Let's be clear. She wasn't peeing everywhere. I meant it when I said she was doing it "on occasion," but still. I tried hard to come up with solutions and schedules but the truth is that her diagnosis coincided with the addition of a new family member, and it's hard to watch three young children while ensuring your already mischievous and now medicated dog - who, frankly, would much rather never go outside anyway in winter months - is emptying her bladder sufficiently.
It's also worth mentioning that while the medicine helps her, and we are very thankful for that, the cough hasn't disappeared. It's not constant or scary like it was initially, but it's there, often when I'm nursing the baby to sleep in the evening. Mina will nudge her nose into the cracked door, swing it open and enter the dark room with the "clackety clackety clackty" of her toenails on the hardwood, wheezing loudly and wagging her tail, while she looks at me, happily, like, "How about now? Is now a good time to hang out?"
The combination of it all breeds this constant level of distrust and I recently told J we had to get a grip (especially him, let's be honest). The most common refrain in our household has become, "Mina! What are you doing?!" When the kids are all asleep and we notice her slinking up the stairs to their quiet and unattended bedrooms. When she's circling the rug. When she's walking around, without purpose.
I tried looking up solutions to the dog-on-Lasix situation online, and found only heartfelt narratives regarding a beloved pet's heart deterioration. This wasn't the help I needed.
I read a few explanations of congestive heart failure and related issues that came with plenty of reassurance that even though the medicine made your dog urinate excessively, at least its quality of life would be extended over many years.
I read that to J. He replied, "What about us? What about our quality of life?"
Over the past few months we've made a concerted effort to deal with this new adventure, and like all of life's challenges, it is slowly but surely improving.
J (who has adopted a new calm in recent weeks, I don't know, maybe it's this book on meditation he's reading) brought home some puppy pads which I was totally opposed to at first but then conceded might be helpful on unusually busy days. He also replaced our bathmat - Mina's favorite spot for relieving herself - with a cedar mat that smells like a spa and is hard and uninviting for her bathroom dalliances.
Of course, I let the dogs out any chance I get and am trying to get better about long, regular walks. Mina stays in a crate when we're out of the house and while she's sleeping at night, and seems to like it, happily entering when I ask.
Last night, though, I went into our guest room, which has just been transformed into Adriana's room with the addition of a crib, and I noticed a lump moving around under the comforter on the bed. Mina, having heard me enter, stuck her little head out from underneath. "What are you doing?" I said, automatically, as though she'd answer.

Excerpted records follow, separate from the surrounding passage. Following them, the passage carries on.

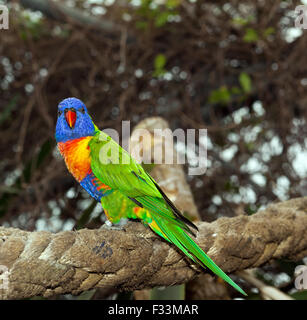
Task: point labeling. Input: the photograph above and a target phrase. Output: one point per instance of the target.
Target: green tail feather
(179, 238)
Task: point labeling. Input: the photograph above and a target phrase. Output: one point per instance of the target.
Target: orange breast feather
(76, 154)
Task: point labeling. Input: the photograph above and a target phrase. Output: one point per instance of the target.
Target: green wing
(116, 168)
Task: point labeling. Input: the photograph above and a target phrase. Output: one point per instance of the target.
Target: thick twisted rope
(46, 264)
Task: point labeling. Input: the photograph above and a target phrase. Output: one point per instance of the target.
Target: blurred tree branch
(42, 263)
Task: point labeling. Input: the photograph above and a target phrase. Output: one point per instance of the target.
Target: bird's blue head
(73, 121)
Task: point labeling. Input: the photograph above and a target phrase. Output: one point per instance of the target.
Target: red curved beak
(71, 117)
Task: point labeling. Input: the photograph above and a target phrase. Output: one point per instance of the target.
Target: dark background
(237, 68)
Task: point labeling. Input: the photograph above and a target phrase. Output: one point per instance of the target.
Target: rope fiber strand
(46, 264)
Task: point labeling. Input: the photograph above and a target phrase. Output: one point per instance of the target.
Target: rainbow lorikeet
(111, 176)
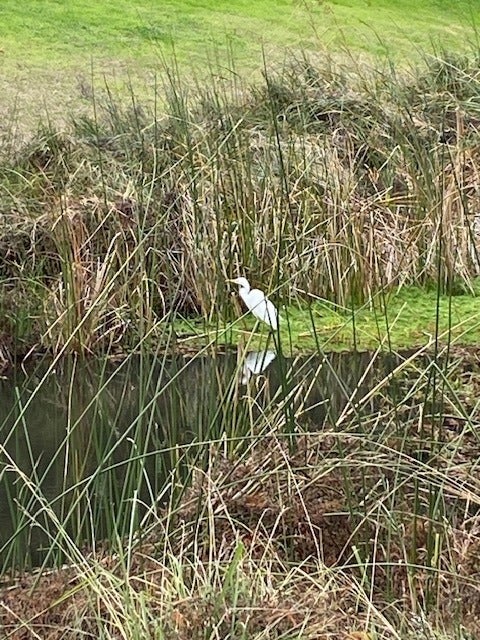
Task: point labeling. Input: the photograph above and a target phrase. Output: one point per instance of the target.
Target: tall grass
(177, 505)
(174, 498)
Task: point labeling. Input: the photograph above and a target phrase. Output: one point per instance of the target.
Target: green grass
(53, 34)
(402, 320)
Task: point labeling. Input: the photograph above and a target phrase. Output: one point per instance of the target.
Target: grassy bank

Then I sat down next to her and stroked her silky, soft ears. I haven't done that in forever and I thought about how you always read studies that petting an animal helps lower blood pressure. She needed to go in her crate, but the room, in its new incarnation as nursery, was so peaceful and warm. Mina may be a troublemaker, but she's no idiot. She'd chosen the least turbulent spot in the house and gotten down to business unmaking the bed and turning it the perfect lounge for an aging Pomeranian/Miniature Pinscher mix.

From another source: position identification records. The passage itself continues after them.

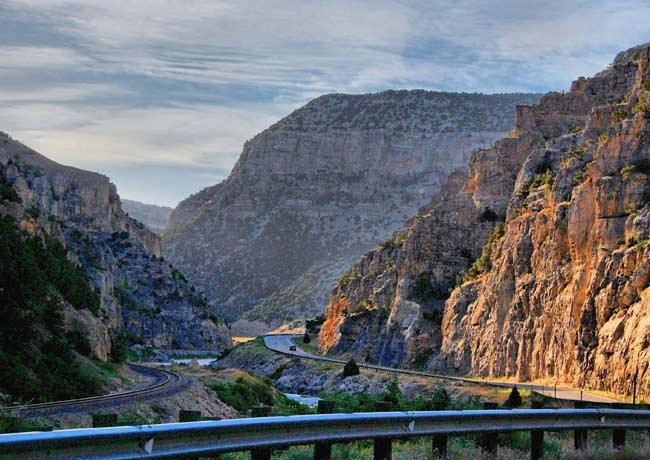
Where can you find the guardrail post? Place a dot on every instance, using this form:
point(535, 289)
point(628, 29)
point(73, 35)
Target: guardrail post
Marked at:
point(579, 436)
point(261, 453)
point(323, 450)
point(618, 436)
point(104, 420)
point(536, 436)
point(383, 446)
point(489, 441)
point(439, 441)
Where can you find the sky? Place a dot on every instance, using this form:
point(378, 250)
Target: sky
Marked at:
point(160, 95)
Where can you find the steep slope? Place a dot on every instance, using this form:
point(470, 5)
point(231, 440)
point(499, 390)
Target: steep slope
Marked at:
point(142, 298)
point(561, 290)
point(319, 188)
point(156, 218)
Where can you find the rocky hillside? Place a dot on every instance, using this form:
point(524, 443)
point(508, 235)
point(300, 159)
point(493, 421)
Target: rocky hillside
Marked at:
point(318, 189)
point(141, 297)
point(546, 239)
point(156, 218)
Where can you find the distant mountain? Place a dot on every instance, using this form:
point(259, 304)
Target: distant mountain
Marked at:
point(533, 265)
point(316, 190)
point(156, 218)
point(105, 279)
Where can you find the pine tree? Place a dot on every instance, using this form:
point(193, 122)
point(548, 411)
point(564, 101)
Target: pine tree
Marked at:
point(351, 368)
point(514, 399)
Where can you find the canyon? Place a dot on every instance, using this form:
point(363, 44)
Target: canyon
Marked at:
point(141, 298)
point(534, 263)
point(319, 188)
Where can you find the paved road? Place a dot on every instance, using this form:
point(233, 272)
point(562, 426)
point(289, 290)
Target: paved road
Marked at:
point(162, 384)
point(282, 344)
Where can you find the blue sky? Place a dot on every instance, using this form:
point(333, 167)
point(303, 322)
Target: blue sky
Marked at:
point(161, 94)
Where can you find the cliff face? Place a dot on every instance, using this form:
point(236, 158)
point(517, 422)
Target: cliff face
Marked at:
point(561, 290)
point(156, 218)
point(315, 191)
point(141, 296)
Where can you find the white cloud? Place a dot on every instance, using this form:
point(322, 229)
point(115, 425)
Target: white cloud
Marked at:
point(185, 82)
point(191, 136)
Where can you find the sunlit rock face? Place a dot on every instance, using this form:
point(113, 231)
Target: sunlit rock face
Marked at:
point(318, 189)
point(560, 287)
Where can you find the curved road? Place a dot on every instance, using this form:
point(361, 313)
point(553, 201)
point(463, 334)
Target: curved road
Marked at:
point(164, 384)
point(283, 343)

I looked at her, and at my quietly sleeping baby in the crib. One just beginning life and one beginning life's last stretch. One with an actual diaper one. Another who could really use a diaper.
I left her to enjoy her cozy nest, until J found her anyway, there was no way in hell he was going to leave her free to roam the house all night.
At the door I whispered, "Behave yourself. Don't wake up the baby." Again, as though she understood. But you know what? This is Mina we're talking about. A legendary dog, who is still making waves. And I think that maybe she did.